State of exception: Honduras deploys hundreds of police against gangs


Hundreds of police were deployed Tuesday, December 6 in poor neighborhoods in Honduras to “tackling organized crime head-on“, According to the head of the national police, on the first day of the entry into force of the state of exception.

Faced with pressure from her fellow citizens, Honduran President Xiomara Castro decreed a state of exception last Thursday, in order, according to her, to reinforce the government’s strategy aimed at “immediately recover lawless territories“.

20,000 police mobilized in all

Under this decree, certain constitutional guarantees are suspended for 30 days, starting this Tuesday, allowing the police to make arrests without warrants in 89 neighborhoods of Tegucigalpa, the capital, and 73 districts of San Pedro Sula, the industrial capital. Some 20,000 police officers will take turns as part of this operation, including members of the public order military police (PMOP), announced the director of the police, Gustavo Sanchez.

In a ceremony held on a dusty football pitch in the south of the capital, Gustavo Sanchez ordered the first 600 officers and agents to begin deploying to the city’s poor gang-controlled neighborhoods. “We’re tackling organized crime head-on“, he said at a press conference.

This operation “aims to deal with the criminal structures called Pandilla 18 and MS-13“, in reference to the two largest gangs in Honduras, as well as other “organized crime structures dedicated to drug trafficking“, he added.

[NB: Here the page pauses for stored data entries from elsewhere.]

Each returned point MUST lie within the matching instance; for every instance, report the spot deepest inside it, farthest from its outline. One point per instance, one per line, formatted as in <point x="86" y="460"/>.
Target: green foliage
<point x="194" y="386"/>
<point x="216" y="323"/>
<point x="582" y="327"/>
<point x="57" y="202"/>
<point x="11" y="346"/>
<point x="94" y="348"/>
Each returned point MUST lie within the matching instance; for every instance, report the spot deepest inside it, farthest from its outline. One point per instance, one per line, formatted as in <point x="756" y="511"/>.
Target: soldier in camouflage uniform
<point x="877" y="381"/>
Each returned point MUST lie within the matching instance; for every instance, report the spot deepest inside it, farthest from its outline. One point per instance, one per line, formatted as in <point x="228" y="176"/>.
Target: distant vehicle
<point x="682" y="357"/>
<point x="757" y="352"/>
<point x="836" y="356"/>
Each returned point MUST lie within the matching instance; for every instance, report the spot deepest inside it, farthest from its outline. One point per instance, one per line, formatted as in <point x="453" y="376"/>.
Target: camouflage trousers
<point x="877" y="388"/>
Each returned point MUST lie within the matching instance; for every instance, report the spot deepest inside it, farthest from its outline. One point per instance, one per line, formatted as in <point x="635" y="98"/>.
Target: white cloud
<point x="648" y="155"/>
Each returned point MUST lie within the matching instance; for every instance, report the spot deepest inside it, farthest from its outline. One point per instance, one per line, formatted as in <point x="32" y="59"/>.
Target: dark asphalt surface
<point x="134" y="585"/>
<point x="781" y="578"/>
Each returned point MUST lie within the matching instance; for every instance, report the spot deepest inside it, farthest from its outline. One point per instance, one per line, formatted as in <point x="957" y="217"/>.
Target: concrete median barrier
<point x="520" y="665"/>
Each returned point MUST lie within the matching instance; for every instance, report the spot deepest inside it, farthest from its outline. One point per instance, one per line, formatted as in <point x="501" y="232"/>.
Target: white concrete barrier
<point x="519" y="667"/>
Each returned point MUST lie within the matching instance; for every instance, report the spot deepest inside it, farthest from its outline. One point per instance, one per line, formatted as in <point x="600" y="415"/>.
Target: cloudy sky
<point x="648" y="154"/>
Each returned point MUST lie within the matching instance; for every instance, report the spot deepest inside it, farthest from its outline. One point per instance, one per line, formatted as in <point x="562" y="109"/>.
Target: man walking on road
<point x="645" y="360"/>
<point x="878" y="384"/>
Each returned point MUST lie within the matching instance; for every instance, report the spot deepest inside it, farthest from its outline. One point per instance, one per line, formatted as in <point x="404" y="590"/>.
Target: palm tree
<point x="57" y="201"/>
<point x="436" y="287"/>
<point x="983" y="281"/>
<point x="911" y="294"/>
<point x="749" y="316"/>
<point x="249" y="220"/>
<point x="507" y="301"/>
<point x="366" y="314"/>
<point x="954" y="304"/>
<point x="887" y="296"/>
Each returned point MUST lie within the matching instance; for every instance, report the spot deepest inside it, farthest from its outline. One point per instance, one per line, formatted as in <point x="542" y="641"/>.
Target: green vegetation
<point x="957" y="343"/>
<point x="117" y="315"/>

By announcing “the state of exception“as part of a”national emergency“, the president of Honduras Xiomara Castro had underlined this Thursday that the offensive was aimed above all at fighting against the perpetrators of extortion, “one of the main causes of migration and closure of small and medium-sized businesses“.

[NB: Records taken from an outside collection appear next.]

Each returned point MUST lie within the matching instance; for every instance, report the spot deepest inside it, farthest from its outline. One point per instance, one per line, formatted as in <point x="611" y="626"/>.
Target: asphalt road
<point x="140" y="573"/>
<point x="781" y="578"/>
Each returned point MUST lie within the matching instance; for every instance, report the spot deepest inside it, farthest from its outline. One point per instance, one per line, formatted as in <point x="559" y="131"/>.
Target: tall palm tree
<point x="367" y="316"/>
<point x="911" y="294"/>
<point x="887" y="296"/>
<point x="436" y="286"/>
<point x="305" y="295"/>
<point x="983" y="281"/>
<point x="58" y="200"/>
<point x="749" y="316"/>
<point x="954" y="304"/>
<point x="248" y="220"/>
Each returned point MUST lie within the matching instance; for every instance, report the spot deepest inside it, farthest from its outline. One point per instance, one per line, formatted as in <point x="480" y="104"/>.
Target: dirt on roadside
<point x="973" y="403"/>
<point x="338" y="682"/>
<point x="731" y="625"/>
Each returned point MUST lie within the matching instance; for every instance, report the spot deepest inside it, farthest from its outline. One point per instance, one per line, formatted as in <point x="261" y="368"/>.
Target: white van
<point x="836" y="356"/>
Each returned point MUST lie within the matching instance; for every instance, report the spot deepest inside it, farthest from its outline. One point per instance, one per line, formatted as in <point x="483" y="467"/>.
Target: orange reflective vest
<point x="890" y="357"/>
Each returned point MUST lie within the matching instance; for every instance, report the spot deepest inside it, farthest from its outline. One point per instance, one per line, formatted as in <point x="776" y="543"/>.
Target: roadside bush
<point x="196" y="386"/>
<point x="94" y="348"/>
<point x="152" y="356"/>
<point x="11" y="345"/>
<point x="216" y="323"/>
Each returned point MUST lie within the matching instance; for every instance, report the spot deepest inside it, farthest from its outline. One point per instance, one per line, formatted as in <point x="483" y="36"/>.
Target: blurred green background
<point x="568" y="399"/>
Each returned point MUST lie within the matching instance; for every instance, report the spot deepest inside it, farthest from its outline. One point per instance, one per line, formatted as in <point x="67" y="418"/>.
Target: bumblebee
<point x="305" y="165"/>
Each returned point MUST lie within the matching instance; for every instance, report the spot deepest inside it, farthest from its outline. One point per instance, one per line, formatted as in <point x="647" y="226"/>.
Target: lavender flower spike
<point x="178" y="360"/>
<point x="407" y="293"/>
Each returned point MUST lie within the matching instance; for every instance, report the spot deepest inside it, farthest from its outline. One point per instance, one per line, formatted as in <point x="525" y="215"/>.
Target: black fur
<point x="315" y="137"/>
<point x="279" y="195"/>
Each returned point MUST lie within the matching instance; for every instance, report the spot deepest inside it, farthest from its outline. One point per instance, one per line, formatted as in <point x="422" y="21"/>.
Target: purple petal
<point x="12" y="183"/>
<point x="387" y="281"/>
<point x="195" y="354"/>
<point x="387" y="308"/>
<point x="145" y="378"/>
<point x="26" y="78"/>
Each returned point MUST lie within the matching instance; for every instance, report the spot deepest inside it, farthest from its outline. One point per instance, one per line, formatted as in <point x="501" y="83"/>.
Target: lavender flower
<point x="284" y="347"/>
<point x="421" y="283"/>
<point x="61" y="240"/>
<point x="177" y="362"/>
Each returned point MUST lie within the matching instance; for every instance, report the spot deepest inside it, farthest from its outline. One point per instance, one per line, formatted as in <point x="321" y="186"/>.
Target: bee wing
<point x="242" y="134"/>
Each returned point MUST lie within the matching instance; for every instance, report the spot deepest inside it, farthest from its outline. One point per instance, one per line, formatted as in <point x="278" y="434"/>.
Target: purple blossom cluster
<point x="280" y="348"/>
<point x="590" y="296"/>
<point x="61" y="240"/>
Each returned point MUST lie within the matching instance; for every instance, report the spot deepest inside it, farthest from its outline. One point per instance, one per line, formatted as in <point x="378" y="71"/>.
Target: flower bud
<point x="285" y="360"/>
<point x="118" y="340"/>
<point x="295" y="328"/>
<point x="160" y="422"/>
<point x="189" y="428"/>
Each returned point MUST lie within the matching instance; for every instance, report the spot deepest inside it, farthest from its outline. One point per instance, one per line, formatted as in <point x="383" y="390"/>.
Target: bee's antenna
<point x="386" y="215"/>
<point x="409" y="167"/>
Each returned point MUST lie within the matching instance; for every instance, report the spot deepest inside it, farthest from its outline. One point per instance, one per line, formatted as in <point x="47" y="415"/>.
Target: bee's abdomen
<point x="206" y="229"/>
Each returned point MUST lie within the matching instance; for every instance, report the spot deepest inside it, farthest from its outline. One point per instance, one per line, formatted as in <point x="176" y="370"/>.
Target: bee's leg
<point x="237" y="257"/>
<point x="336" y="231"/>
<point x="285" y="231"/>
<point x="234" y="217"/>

She was under pressure as many citizens ask her to follow the example of El Salvador, a neighboring country of Honduras where the government of Nayib Bukele has imposed a state of emergency, allowing the police to make arrests without warrants to fight against gangs. The state of exceptionis a good thing because of insecurity. I was assaulted, they put a gun to my head and took my cell phone. I told the police and they did nothing“Victoria Ruiz, 35, a saleswoman from the La Alemán district, told AFP.

With 40 murders per 100,000 people, the crime rate in Honduras is four times higher than the world average, a ratio widely blamed on gangs and drug traffickers. Honduras is at the heart of thetriangle of death», an area of ​​Central America plagued by violence, poverty and corruption. Criminal gangs, called “maras“, are reigning terror there, as well as in El Salvador and Guatemala.